Firebolt Engines
Engines are compute resources used to process data and serve queries in Firebolt. Engines will be used to ingest data into Firebolt and to execute DML queries on the ingested data.
Firebolt Engines provide full workload isolation, enabling multiple workloads to run independent of each other while sharing access to the same data. In addition, engines are fully decoupled from databases, meaning an engine can be used with multiple databases and a given database can be used with multiple engines.
Engines can be started, stopped and modified at any time using SQL API. In addition, you can dynamically modify the configuration of engines depending on the needs of your workloads without stopping the engines.
Key Engine Concepts
Type
This attribute represents a compute node used as a building block for the engine. Compute nodes come in Small, Medium, Large, or X-Large sizes. Vertical engine scaling (scale-up or scale-down) is supported through this attribute.
Nodes
This attribute represents the number (1 - 128) of compute nodes, allowing granular horizontal scaling to fine-tune query performance characteristics while avoiding overprovisioning and unnecessary cost. Both scaling in and out are supported.
Clusters [Preview]
A cluster is a collection of compute resources, described by “Type” and “Nodes” attributes. A given Firebolt engine can contain one or more clusters. The maximum number of clusters is specified by the Clusters attribute. Only homogeneous cluster configurations (clusters with the same number of Nodes and Type) are supported within a single engine. Users can leverage the “Clusters” attribute to support query concurrency scaling.
An engine cluster with four nodes of type ‘M’
A Firebolt engine with two clusters, each cluster containing four nodes of type ‘M’
The three attributes- Type, Nodes and Clusters - together form the configuration or topology of an engine.
To create an engine, use the CREATE ENGINE command, specifying the node type to be used for the engine, number of clusters and number of nodes per cluster. For example, the command below will create two clusters, each containing four nodes of type ‘M’:
CREATE ENGINE IF NOT EXISTS MyEngine WITH
TYPE = M NODES=4 CLUSTERS=2;
For a full list of engine attributes, see CREATE ENGINE
Multi-dimensional Elasticity
Firebolt engines enable dynamic and fully online scaling operations, meaning you do not need to stop your engines to scale them. In addition, Firebolt supports scaling operations along any of the three dimensions - Scaling up/Down with engine Type, Scaling out/in with number of nodes and adding/removing Clusters for concurrency scaling.
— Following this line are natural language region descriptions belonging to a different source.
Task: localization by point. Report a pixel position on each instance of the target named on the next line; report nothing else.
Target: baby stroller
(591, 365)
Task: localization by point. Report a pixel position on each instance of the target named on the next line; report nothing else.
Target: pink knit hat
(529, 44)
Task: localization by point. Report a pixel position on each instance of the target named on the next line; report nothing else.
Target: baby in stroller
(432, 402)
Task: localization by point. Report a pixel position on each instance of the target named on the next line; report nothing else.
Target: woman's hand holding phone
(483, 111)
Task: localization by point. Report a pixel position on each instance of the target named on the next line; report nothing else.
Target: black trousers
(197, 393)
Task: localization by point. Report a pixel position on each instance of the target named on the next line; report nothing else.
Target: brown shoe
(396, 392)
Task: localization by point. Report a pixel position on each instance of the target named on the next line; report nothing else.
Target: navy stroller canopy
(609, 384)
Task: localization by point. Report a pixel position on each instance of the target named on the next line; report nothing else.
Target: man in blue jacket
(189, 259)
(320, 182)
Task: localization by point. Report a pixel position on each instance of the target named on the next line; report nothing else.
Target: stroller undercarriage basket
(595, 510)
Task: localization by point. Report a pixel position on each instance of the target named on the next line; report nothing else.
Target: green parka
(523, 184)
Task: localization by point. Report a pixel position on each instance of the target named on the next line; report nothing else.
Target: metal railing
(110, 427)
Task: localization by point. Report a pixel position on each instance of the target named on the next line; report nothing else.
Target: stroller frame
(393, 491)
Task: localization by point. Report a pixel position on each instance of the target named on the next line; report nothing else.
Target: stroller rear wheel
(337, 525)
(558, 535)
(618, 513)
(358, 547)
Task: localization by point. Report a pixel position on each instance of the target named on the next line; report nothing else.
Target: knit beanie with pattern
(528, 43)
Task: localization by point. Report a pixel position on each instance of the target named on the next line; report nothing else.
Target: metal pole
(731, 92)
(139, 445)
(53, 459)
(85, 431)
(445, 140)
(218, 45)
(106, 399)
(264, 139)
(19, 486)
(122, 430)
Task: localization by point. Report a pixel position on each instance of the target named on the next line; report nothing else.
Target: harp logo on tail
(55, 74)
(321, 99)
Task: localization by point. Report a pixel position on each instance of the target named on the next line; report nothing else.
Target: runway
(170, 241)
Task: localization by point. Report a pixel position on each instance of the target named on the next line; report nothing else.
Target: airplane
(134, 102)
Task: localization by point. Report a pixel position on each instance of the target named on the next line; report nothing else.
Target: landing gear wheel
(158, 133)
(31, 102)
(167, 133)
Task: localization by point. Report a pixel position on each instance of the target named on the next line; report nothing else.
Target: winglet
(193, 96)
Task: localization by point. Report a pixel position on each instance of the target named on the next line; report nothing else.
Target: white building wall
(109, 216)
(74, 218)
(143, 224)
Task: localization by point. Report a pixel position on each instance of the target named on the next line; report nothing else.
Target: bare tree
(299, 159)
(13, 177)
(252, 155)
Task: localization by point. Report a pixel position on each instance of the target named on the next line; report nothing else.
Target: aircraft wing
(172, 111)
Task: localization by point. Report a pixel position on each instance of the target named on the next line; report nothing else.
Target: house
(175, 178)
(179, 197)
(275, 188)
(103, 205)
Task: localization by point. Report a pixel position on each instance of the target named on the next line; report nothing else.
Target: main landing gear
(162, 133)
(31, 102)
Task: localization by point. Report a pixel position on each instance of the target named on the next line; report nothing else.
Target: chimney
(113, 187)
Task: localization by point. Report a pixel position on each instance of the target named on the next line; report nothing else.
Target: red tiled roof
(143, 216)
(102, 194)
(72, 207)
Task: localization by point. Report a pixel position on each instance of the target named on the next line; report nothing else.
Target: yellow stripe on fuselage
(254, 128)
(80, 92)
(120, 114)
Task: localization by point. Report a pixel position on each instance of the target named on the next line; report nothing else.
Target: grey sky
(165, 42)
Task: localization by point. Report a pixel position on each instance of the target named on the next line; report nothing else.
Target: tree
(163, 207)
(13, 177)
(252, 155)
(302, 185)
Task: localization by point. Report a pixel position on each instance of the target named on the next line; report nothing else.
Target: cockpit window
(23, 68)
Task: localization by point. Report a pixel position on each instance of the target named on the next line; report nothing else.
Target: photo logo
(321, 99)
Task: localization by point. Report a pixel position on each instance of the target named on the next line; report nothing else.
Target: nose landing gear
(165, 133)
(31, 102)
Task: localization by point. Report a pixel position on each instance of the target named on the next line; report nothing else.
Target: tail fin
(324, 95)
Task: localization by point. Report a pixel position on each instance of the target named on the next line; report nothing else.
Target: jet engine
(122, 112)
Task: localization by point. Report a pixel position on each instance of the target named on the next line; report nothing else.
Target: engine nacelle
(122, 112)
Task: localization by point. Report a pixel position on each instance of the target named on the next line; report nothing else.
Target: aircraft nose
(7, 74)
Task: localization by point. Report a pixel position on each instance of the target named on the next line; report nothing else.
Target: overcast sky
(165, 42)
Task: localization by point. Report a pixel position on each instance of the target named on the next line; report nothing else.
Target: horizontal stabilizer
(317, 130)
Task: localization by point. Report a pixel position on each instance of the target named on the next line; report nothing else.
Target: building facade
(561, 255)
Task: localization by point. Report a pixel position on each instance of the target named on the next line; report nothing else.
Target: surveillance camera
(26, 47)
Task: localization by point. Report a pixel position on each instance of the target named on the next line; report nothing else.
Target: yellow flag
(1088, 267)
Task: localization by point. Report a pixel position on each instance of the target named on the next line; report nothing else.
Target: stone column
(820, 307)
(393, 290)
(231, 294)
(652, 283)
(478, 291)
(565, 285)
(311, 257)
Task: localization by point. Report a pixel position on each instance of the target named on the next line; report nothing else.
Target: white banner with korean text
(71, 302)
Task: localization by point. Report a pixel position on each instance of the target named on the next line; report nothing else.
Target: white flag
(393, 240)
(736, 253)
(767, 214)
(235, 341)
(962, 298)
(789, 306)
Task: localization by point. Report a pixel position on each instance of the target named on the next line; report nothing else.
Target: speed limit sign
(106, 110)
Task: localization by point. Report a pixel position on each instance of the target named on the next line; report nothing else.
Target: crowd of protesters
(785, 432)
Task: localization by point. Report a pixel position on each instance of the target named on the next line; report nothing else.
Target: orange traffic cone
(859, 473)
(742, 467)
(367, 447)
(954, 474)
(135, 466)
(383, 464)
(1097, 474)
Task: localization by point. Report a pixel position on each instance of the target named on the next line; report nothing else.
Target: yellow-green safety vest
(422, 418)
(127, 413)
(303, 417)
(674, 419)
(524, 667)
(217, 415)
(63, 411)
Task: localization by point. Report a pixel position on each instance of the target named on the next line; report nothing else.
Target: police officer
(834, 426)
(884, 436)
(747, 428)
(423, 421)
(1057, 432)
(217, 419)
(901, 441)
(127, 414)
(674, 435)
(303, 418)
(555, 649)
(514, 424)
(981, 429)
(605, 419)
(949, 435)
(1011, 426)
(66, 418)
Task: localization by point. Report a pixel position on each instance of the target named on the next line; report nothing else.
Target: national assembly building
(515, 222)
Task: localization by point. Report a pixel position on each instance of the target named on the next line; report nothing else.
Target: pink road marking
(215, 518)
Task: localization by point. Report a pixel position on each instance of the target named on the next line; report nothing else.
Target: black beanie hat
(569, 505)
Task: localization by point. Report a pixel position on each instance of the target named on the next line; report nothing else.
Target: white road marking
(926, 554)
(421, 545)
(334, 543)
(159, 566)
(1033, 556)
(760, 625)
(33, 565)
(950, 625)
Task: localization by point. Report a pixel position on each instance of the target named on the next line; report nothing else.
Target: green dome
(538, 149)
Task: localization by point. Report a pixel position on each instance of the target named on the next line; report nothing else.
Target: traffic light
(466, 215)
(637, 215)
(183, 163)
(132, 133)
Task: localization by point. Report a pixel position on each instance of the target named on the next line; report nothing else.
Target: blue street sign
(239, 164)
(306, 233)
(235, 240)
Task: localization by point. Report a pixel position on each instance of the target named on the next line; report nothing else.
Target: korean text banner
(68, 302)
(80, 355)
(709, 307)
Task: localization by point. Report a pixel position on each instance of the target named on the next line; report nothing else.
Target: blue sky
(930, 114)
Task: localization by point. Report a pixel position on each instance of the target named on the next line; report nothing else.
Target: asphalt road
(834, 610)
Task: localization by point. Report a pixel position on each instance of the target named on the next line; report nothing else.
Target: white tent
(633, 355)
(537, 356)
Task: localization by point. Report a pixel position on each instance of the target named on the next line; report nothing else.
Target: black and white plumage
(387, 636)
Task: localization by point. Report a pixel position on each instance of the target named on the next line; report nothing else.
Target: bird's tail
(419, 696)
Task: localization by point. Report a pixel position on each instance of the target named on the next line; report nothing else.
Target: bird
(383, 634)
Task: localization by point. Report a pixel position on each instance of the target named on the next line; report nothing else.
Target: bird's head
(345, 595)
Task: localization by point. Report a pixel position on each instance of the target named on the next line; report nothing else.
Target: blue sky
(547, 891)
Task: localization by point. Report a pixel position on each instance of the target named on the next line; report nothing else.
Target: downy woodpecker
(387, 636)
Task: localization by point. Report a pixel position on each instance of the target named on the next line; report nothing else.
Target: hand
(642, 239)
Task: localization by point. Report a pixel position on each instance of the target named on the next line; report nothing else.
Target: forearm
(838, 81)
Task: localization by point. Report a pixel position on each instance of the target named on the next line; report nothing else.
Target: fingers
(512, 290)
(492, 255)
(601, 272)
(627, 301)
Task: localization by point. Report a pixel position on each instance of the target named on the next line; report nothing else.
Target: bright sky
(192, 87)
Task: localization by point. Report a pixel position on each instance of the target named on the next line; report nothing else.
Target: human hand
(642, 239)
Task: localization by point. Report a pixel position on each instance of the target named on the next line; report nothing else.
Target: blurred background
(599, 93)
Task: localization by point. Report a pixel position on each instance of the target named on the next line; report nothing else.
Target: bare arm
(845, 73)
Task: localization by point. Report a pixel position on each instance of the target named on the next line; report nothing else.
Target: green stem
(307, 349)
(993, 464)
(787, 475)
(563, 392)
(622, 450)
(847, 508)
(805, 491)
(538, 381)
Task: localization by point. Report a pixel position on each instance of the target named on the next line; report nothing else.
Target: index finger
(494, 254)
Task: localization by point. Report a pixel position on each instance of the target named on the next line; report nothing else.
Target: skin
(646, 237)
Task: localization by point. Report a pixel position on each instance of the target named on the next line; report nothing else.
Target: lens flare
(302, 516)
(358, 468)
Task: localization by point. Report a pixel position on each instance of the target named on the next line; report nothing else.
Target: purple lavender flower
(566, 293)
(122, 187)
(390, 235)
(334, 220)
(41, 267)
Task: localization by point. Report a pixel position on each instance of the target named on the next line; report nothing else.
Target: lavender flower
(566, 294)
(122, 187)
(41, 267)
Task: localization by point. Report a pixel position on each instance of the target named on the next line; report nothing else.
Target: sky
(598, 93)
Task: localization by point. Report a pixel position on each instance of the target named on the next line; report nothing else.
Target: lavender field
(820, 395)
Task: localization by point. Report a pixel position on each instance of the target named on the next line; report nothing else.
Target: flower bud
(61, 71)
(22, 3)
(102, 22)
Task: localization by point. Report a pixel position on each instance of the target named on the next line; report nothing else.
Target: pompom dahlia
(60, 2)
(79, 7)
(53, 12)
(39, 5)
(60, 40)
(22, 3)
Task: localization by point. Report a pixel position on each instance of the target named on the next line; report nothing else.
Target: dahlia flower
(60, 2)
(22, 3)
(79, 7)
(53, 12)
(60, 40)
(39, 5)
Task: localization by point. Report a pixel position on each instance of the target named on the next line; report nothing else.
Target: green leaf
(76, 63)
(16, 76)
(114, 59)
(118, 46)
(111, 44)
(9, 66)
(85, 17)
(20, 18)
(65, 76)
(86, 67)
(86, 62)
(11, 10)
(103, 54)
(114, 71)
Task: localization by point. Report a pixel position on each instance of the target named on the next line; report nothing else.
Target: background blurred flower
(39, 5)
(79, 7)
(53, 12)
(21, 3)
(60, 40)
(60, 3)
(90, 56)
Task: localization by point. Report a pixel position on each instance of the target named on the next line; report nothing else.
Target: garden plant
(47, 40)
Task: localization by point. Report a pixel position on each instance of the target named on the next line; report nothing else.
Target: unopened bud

This multidimensional scaling allows you to fine-tune the price-performance characteristics of engines and dynamically scale your compute resources based on your workload requirements. Use the ALTER ENGINE command to modify the configuration of an engine. This command will dynamically scale the engine even while it is running, without impacting the workload.
For example, to horizontally scale an engine, MyEngine, from two nodes to three nodes, use the ALTER command as shown below:
ALTER ENGINE MyEngine SET NODES = 3;
Similarly, you can change the type of node used in an engine from ‘M’ to ‘L’ as below:
ALTER ENGINE MyEngine SET TYPE = L;
You can modify more than one attribute at the same time as below:
ALTER ENGINE MyEngine SET NODES = 3 TYPE = L;
For more information on modifying engines, see ALTER ENGINE.
Connecting to Engines
You can connect to an engine via the UI, Engine URL or via 3rd party connectors such as Airflow and DBT. The engine URL is based on your account name and org name, with the following format:
<account-name>.<org-name>.region.firebolt.io
The account-name + org-name should be limited to 62 characters.
For more information on how to connect to engines using third-party connectors, visit Integrate with Firebolt.
Monitoring Engine Usage
You can use the following observability views to understand the current engine usage and utilization: 1) engine_metrics_history and 2) engine_running_queries. The information provided by these two information_schema views can be used to decide whether you need to change the engine configuration (Type, Nodes or Clusters) based on the needs of your workload.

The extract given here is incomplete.